Eh, I personally don't buy it. I've researched cryptids and mythological creatures before, I know what a lich is like: they're the reanimated bodies of radical wizards who wanted to cheat death and become omniscient. But give them a couple of eons and they'll lose sight of anything resembling humanity and just start chaos for chaos' sake.

It's possible Wiz is just relatively young for her kind, but, sooner or later, she and the rest of her lich-y friends will pose a serious problem for my future federation. I'll bet all my pudding cups on it.

That being said, however, I can't deny my innate curiosity to study what kind of kickass powers she has under her sleeves. So even though I'm not entirely keen on trusting her, I will be on the lookout for something that sticks out about her. Keep your friends close and your enemies closer, right?

" 'Selfless'? She's a freak of nature! Plus, she's the one we were tasked to eliminate in the first place! I say we finish her off now and never discuss this again!'

Wiz sputtered for a second before pleading to Aqua, "No, wait, please don't purify me again! Look, I-I run a small magic shop back in town. It doesn't get good business but, if you have mercy, I'll give you and your friends customer discounts!"

Aqua remained silent.

"…I also serve t-tea on the side…?"

That made Aqua hum to herself before she pointed a finger at Wiz.

"Alright, I accept, but on one condition."

She's already given you two conditions!

"Let someone more responsible and holy take over your graveyard shift. I'm of course talking about me; a goddess is far more suited to guide the dead than you."

The lich teared up (though I can't tell if those were happy or hurt tears) and glomped the ruthless goddess, hugging at the waist with all her might while thanking her to the high heavens.

"Ew, don't touch me! Also, you're breaking the 3-second rule on hugs!"


I feel a headache coming on.

It was early morning when we agreed to visit the little magic shop Wiz said she ran. It was a mom-and-pop type shop tucked away underneath a cheap, one-room hotel. There was a counter, shelves for products, a small table with two chairs, and that's pretty much it. She really wasn't kidding when she said her store didn't get good business.

Although, I think I figured out why she doesn't get a lot of customers, and it's not just the bare bones atmosphere. Every item this airheaded lich had on sale was faulty! And it was always a specific fault too; something that completely defeated the item's intended purpose.

For example, while Wiz was brewing tea for a grumpy Aqua, Megumin asked about a vile of bubbling green liquid she picked off a shelf, and she had this to say:

"Oh, that? That's a concoction specifically brewed for humans to navigate dark places without a lantern by making their bodies glow! You just need to have see-through skin for your insides to shine through."

Humans don't have see-through skin!

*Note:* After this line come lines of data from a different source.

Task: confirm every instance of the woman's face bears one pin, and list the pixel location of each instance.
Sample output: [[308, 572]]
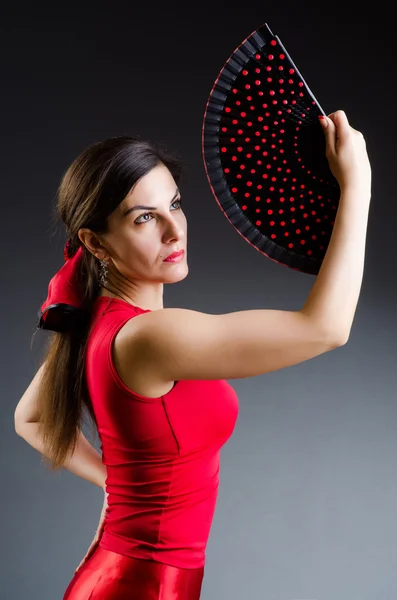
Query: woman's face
[[139, 239]]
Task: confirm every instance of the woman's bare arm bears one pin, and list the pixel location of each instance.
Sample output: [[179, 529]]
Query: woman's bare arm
[[174, 344]]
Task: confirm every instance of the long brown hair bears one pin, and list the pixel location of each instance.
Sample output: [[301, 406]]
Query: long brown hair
[[93, 186]]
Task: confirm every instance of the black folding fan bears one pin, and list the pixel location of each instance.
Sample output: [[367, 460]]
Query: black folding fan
[[264, 154]]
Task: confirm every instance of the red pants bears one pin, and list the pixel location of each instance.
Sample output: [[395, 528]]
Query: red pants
[[111, 576]]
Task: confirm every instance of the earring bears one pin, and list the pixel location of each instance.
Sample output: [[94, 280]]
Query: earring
[[103, 272]]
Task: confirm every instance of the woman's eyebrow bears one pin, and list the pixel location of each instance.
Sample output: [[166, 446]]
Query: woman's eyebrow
[[142, 207]]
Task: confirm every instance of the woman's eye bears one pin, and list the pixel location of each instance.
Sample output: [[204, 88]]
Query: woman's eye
[[179, 201]]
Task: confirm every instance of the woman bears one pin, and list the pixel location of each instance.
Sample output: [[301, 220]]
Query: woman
[[153, 379]]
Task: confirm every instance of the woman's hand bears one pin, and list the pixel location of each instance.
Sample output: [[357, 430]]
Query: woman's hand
[[98, 533], [346, 152]]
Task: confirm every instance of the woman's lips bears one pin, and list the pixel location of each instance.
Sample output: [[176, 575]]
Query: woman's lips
[[175, 257]]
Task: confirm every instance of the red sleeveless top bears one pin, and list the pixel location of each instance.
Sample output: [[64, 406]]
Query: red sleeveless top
[[162, 454]]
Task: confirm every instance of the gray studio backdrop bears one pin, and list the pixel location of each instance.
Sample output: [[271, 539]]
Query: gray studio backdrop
[[308, 494]]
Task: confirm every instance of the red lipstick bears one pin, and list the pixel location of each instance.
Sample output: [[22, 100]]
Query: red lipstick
[[175, 256]]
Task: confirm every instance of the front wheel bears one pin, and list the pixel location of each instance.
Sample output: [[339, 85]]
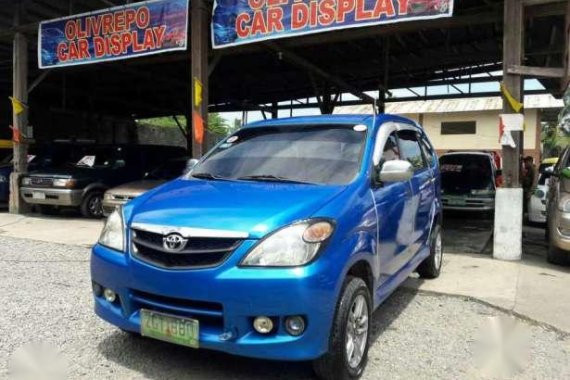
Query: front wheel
[[431, 266], [350, 338], [92, 205]]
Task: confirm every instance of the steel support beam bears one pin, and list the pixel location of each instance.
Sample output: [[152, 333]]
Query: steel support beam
[[512, 56], [199, 75], [509, 200], [20, 118]]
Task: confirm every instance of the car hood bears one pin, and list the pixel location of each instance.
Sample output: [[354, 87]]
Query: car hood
[[135, 188], [69, 172], [240, 206]]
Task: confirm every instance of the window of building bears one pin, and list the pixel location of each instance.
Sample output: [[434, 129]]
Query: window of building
[[458, 128]]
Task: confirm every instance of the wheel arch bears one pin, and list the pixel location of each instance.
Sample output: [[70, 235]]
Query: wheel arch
[[362, 269]]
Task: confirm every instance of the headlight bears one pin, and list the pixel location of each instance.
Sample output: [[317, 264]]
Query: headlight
[[294, 245], [564, 203], [61, 182], [113, 234], [483, 192]]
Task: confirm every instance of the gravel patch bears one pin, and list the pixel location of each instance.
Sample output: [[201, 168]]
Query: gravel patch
[[45, 296]]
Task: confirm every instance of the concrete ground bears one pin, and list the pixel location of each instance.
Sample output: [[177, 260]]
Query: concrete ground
[[47, 322], [531, 288]]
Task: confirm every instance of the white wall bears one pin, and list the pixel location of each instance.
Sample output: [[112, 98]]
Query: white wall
[[487, 136]]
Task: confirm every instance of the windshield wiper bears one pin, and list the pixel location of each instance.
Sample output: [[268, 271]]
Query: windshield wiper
[[271, 178], [206, 176]]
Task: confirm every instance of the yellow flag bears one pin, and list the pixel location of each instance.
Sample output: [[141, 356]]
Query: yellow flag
[[197, 92], [17, 106], [515, 104]]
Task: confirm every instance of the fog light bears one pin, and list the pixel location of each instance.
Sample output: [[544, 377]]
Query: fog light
[[97, 289], [263, 325], [109, 295], [295, 325]]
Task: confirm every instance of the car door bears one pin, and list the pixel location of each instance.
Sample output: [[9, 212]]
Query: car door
[[392, 202], [419, 212]]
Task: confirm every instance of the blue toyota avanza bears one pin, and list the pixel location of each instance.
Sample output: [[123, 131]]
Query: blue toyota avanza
[[280, 243]]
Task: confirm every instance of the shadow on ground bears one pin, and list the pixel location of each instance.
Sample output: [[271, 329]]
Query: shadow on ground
[[157, 360]]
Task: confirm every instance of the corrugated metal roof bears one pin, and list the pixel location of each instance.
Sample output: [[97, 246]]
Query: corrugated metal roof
[[454, 105]]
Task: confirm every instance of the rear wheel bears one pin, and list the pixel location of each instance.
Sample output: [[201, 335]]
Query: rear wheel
[[350, 338], [431, 266], [92, 205]]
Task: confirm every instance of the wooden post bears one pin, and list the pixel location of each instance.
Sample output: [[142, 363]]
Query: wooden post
[[199, 22], [20, 120], [512, 55]]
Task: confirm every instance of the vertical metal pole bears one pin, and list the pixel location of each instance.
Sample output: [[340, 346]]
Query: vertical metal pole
[[512, 55], [20, 120], [199, 72]]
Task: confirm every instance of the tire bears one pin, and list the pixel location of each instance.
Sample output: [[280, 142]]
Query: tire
[[92, 205], [48, 210], [557, 256], [336, 364], [431, 266]]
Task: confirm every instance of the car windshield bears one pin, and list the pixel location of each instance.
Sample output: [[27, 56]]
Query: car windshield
[[324, 154], [95, 157], [466, 172], [169, 170]]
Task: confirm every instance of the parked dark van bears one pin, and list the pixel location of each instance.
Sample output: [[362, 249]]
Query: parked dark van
[[468, 181], [82, 181], [40, 157]]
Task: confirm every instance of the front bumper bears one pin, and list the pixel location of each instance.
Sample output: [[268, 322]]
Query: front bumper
[[225, 300], [560, 230], [54, 197], [467, 203]]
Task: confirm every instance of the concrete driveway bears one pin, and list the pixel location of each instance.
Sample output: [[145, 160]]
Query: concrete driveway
[[532, 288]]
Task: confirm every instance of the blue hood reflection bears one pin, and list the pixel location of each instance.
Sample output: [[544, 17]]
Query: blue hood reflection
[[246, 206]]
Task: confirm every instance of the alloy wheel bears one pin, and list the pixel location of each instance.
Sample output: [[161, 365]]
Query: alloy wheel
[[357, 331]]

So what's the friggin' point of it!?

Some are just flat out useless for the average consumer to want to buy:

"Excuse me, Wiz, I have a question about this potion that attracts beasts. Um, w-would it make one more attractive to men with a beastly nature?"

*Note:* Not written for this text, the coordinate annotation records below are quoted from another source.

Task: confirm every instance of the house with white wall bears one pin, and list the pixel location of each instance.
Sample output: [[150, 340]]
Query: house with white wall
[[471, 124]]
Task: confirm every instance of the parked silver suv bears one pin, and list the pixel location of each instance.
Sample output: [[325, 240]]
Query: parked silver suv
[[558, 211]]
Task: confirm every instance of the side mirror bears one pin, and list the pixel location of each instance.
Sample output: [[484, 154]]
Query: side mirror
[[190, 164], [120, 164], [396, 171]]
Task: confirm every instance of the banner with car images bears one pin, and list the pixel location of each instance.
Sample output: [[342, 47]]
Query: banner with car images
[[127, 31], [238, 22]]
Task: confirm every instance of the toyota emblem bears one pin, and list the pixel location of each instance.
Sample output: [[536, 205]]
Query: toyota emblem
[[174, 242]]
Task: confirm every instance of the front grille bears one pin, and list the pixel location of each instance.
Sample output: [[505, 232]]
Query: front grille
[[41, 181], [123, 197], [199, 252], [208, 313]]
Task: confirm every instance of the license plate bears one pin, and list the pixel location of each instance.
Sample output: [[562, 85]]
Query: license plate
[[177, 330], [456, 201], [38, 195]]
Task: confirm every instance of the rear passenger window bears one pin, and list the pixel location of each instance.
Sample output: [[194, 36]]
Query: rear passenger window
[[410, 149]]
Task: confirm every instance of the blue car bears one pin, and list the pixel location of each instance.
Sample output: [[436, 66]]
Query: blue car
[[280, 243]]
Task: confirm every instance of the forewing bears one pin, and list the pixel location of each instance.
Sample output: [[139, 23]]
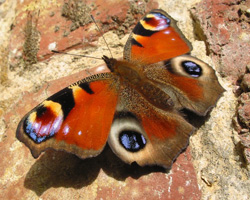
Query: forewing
[[155, 38], [77, 119]]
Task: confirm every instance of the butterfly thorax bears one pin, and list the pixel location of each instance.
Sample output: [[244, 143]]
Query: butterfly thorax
[[132, 74]]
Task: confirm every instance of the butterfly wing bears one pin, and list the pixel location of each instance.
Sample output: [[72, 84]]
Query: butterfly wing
[[77, 119], [145, 134], [155, 38], [190, 83]]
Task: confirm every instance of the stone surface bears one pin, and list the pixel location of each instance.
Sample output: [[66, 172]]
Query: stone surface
[[224, 24], [213, 167]]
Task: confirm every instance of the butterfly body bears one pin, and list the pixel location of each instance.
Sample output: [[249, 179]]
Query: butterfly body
[[136, 107]]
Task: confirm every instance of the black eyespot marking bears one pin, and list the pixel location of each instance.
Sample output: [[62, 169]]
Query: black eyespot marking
[[132, 141], [40, 111], [66, 99], [167, 20], [29, 130], [192, 68]]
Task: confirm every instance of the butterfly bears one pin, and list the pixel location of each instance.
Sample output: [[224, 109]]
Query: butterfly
[[136, 108]]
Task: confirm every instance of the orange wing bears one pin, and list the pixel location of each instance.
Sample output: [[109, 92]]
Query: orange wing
[[145, 134], [156, 38], [77, 119]]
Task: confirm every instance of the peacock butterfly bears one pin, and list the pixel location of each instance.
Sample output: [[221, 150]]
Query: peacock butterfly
[[136, 107]]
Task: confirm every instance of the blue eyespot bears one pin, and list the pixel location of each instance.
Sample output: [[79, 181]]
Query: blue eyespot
[[132, 141], [192, 68]]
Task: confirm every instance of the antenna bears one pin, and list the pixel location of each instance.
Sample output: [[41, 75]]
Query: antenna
[[101, 34], [75, 54]]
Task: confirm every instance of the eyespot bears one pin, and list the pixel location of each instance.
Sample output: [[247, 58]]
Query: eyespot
[[192, 68], [132, 140]]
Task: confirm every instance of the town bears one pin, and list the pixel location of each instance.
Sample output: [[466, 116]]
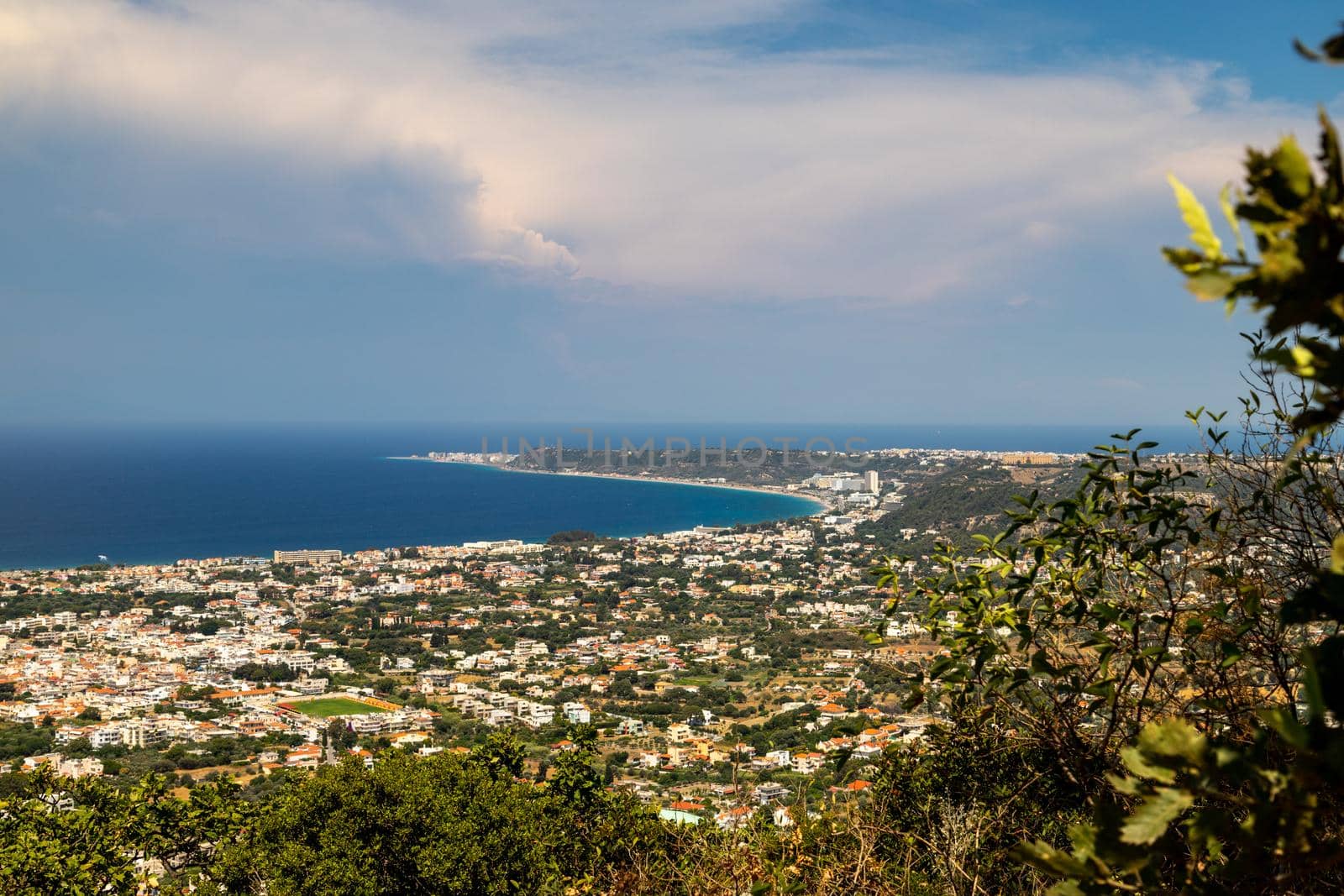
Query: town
[[729, 672]]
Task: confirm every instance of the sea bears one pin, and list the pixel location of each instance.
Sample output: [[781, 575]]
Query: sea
[[154, 495]]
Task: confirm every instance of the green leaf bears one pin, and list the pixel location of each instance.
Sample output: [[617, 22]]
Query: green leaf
[[1193, 212], [1149, 821], [1173, 738], [1294, 170], [1337, 553]]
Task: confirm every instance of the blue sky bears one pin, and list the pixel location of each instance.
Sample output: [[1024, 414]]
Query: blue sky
[[732, 210]]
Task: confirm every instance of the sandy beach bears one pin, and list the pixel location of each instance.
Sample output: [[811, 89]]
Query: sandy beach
[[822, 506]]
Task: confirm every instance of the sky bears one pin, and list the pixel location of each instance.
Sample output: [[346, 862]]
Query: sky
[[945, 211]]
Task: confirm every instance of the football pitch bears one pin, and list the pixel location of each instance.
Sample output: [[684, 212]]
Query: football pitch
[[327, 707]]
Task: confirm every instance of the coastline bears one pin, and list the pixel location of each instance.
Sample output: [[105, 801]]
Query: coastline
[[820, 506]]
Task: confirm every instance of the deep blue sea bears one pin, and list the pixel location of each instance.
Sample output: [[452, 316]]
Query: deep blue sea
[[144, 495]]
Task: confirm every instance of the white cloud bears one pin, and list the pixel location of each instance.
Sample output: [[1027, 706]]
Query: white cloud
[[597, 140]]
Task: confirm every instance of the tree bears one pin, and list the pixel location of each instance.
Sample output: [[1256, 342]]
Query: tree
[[1247, 793]]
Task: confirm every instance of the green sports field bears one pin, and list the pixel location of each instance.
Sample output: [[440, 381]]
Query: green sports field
[[327, 707]]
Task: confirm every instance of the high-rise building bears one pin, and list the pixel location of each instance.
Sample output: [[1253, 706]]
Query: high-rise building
[[308, 557]]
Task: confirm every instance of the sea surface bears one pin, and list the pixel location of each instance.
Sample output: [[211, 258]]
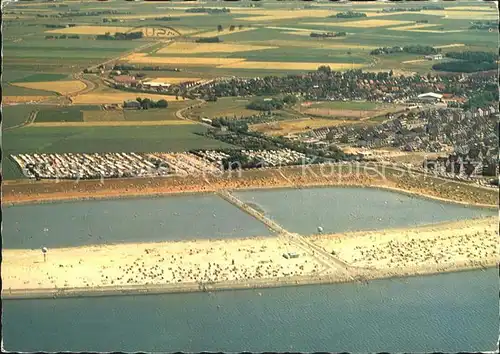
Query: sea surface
[[447, 313], [78, 223], [353, 209], [185, 217]]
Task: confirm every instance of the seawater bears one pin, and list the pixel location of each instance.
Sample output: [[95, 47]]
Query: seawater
[[172, 218], [67, 224], [353, 209], [448, 312]]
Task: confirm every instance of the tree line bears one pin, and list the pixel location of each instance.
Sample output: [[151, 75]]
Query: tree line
[[468, 62], [147, 103]]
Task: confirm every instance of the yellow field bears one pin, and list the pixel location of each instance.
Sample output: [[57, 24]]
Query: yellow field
[[223, 33], [195, 48], [298, 33], [23, 99], [277, 65], [413, 27], [118, 97], [173, 80], [450, 45], [103, 116], [112, 124], [285, 127], [363, 23], [273, 15], [437, 31], [61, 87], [90, 30], [141, 58]]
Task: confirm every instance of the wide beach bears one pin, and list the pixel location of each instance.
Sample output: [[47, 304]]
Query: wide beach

"Sadly, no, it only attracts beast-like monsters. The scent makes them attack the wearer one right after the other without a break."

"I SHALL TAKE YOUR ENTIRE STOCK!"

But then again, my teammates weren't exactly average consumers.

I'll only say this once inside my mind, but thank Aqua for her intimidation factor. If she hadn't threaten Wiz with purification, she wouldn't have bribed us with discounts, and all our quest money we earned from lying about the "necromancer's" death would've been splurged on the junk my party is buying.

"Here is your tea, Lady Aqua."

"Hey, this tea is cold! Your cold, dead lich hands made my tea lukewarm! Make me another one!"

"Yes Lady Aqua, sorry Lady Aqua, right away Lady Aqua!"

If only this shop sold ibuprofen…


Some behind-the-scenes trivia: this chapter wasn't originally planned in my third revision of Season 1. I simply felt as though the anime glossing over Wiz's debut was a disservice to her character, thus this chapter was born out of a desire not to cop out on her introduction. It just so happened that this fell under the spooky month...So I hope you enjoyed this unintentional Halloween special!